As commercial banks can lend vast multiples of reserves—from 10 to 30 times—the Fed boost of commercial bank reserves helped allow bank new lending, and added much more money to circulation.

After 2008

But the world has changed. As we know, banks are sitting on reserves. So, from the old perspective, post-2008 QE was inert. Some scholars insist so today.

But the scope and scale of QE after 2008 dwarfed any open market operations the Fed had ever attempted pre-2008, when the Fed might buy or sell in the tens of billions of dollars from time to time.

With QE, the Fed bought $4 trillion in bonds, in a space of five years.

Post-2008, the stimulus comes from the fact that bond sellers have been given $4 trillion in cash, where before they had $4 trillion in inert bonds. A bond-owner cannot spend or re-invest the cash locked-up in a bond.

By the way, $4 trillion means about $12,539 in new digitized cash for every U.S. resident, under QE. Bank reserves swelled by an equal amount. And the Fed had $4 trillion in bonds.

(To understand QE please read this Fed-approved  QE CHART)

The Unanswered Questions

In a remarkable riddle, no one seems to really know what the bond-sellers did with their $4 trillion, and I have queried Fed representatives on this point. (If any readers have a clue, tell us!)

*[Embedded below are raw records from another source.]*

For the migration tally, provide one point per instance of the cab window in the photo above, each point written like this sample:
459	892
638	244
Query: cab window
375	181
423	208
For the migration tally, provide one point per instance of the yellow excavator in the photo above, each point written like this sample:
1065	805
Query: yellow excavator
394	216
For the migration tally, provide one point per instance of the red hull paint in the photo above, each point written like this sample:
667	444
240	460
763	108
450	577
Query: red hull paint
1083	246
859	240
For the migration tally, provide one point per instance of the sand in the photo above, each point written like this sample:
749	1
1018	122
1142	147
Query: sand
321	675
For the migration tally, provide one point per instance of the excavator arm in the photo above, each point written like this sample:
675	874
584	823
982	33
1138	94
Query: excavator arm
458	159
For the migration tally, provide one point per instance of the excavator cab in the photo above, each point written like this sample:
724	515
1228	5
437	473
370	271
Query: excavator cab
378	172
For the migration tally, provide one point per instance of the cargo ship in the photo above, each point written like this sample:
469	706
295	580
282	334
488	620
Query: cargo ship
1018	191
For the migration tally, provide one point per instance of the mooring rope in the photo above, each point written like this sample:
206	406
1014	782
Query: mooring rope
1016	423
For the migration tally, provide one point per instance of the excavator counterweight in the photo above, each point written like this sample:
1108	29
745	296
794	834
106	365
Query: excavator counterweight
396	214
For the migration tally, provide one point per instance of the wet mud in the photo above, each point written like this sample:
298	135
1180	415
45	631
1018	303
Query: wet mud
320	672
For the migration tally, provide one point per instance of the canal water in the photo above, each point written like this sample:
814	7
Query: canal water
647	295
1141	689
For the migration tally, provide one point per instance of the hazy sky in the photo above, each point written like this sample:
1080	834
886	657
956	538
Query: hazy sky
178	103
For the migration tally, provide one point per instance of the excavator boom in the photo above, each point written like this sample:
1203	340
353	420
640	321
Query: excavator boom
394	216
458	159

No doubt, some who sold bonds to the primary dealers (who sold to the Fed) deposited their share of the $4 trillion of newly digitized cash into commercial banks, where it might be considered inert. Other bond-sellers re-invested into other bonds, stocks or property, a process the Fed describes in the most ascetic, neutral terms possible, as “portfolio rebalancing.” The U.S. did have stock, bond and property rallies alongside QE—you think $4 trillion of new demand might have played a role?

Some bond-sellers might have simply spent their money.

Another riddle is that since QE, about $500 billion in paper U.S. cash has entered circulation, bringing the paper-cash total to $1.34 trillion, as I addressed in my last post. No one knows how much of this cash circulates domestically, or in the overseas underworld briefcases that figure in so many celluloid storylines. The serious cash-scholar Edgar Feige, University of Wisconsin prof, says 75% of U.S. cash stays onshore, probably in U.S. grey markets.

This topic of cash is resolutely ignored by most economists—an ostrich-pose that becomes increasingly untenable. With $4,200 in paper money circulating per U.S. resident, the role of cash must be growing, not shrinking. The fact that there is a huge schism between the lives of sinecured academics and grey marketeers in the U.S. does not mean there are no grey markets.


The Fed’s QE program was modestly successful, limited only by its scale—too small—and the Fed’s penchant for obscurantism, and possibly its political instinct to avoid any description of QE as “printing money.”

But the Fed did print (digitize) $4 trillion, and they even monetized U.S. debt, when they bought U.S. Treasuries. Heresy, upon heresy. I mean, printing $12,539 for every U.S. resident is some serious money printing (digitizing).

Would that the Fed had printed up a few trillion dollars more.